These suggestions - like most performance articles - are oriented toward
achieving the highest performance with large configurations. E.g. "How
big can/should you go to support big loads?"
That's useful for many users. But there are also many people who run
smaller operations, where the goal is to provide adequate (or even
exceptional) performance with a minimum footprint. When BIND is one of
many services, overall performance can be improved by minimizing BIND's
resource requirements. This is also true in embedded applications,
where footprint matters.
So a discussion about how to optimize for the smaller cases - what do
you trade-off? What knobs can one turn down - and how far? would be a
useful part of or complement to the proposed article. E.g. "How small
can/should you go when your loads are smaller?"
FWIW, a wizard - even just a spreadsheet - that encapsulates known
performance results might also be useful. E.g. Given a processor,
number/size of zones, query rate, & type, produce a memory size, disk &
network I/O rates, and starting configuration parameters... Obviously,
this could become arbitrarily complicated, but a simple spreadsheet with
configuration (hardware & software) and performance data that's
searchable would give people a good starting point. Especially if it's
real-world. (It can be challenging to map artificial
"performance"/stress tests done in a development/verification
environment to the real world...) While full automation can be fun,
it's amazing how much one can get out of a spreadsheet with/autofilter.

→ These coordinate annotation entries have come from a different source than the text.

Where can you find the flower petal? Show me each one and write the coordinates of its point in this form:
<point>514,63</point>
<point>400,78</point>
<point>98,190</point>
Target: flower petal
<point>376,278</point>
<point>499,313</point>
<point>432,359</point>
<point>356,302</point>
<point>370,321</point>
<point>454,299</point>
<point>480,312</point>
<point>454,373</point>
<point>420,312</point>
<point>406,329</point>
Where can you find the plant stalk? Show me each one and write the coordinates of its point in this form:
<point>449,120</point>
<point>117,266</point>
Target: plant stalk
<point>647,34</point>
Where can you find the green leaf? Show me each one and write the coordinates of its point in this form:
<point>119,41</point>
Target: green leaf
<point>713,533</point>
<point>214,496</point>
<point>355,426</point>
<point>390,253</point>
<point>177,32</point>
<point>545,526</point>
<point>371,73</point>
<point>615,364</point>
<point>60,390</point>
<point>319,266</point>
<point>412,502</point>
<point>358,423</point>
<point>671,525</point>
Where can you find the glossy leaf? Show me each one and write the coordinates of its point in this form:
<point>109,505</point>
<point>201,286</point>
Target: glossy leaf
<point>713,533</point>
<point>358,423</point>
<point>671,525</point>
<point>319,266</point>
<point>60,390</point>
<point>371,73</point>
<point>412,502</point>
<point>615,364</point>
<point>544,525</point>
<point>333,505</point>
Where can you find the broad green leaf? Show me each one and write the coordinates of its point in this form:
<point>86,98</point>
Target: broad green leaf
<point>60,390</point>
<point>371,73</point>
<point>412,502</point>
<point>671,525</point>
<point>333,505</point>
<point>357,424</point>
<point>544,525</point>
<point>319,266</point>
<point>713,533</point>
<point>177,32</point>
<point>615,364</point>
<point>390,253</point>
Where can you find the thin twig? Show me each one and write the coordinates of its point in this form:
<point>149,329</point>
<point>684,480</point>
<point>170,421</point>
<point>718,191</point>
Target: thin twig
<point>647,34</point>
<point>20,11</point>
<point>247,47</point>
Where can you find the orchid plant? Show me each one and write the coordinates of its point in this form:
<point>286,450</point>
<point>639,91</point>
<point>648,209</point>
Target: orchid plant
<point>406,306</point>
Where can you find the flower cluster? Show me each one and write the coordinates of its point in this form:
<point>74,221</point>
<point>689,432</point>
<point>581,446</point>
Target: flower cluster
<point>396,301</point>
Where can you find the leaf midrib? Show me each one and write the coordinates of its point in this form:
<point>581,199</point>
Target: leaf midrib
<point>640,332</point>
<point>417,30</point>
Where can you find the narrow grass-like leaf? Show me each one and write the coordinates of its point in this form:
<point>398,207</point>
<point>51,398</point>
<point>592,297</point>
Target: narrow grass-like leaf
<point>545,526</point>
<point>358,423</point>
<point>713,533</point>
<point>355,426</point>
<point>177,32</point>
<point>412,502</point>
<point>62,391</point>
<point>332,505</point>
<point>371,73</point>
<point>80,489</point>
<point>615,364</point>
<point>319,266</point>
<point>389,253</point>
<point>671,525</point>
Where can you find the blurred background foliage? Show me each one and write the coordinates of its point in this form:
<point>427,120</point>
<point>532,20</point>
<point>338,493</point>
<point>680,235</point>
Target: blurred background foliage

(For the next level, pivot tables and/or charts...)
Timothe Litt
ACM Distinguished Engineer
--
This communication may not represent the ACM or my employer's views,
if any, on the matters discussed.
On 07-Jul-20 21:57, Victoria Risk wrote:
> A while ago we created a KB article with tips on how to improve your
> performance with our Kea dhcp server. The tips were fairly obvious to
> our developers and this was pretty successful. We would like to do
> something similar for BIND, provide a dozen or so tips for how to
> maximize your throughput with BIND. However, as usual, everything is
> more complicated with BIND.
>
> Can those of you who care about performance, who have worked to
> improve your performance, share some of your suggestions that have the
> most impact? Please also comment if you think any of these ideas
> below are stupid or dangerous. I have combined advice for resolvers
> and for authoritative servers, I hope it is clear which is which...
>
> The ideas we have fall into four general categories:
>
> System design
> 1a) Use a load balancerto specialize your resolvers and maximize your
> cache hit ratio. A load balancer is traditionally designed to spread
> the traffic out evenly among a pool of servers, but it can also be
> used to concentrate related queries on one server to make its cache as
> hot as possible. For example, if all queries for domains in .info are
> sent to one server in a pool, there is a better chance that an answer
> will be in the cache there.
>
> 1b) If you have a large authoritative system with many servers,
> consider dedicating some machines to propagate transfers. These
> machines, called transfer servers, would not answer client queries,
> but just send notifies and process IXFR requests.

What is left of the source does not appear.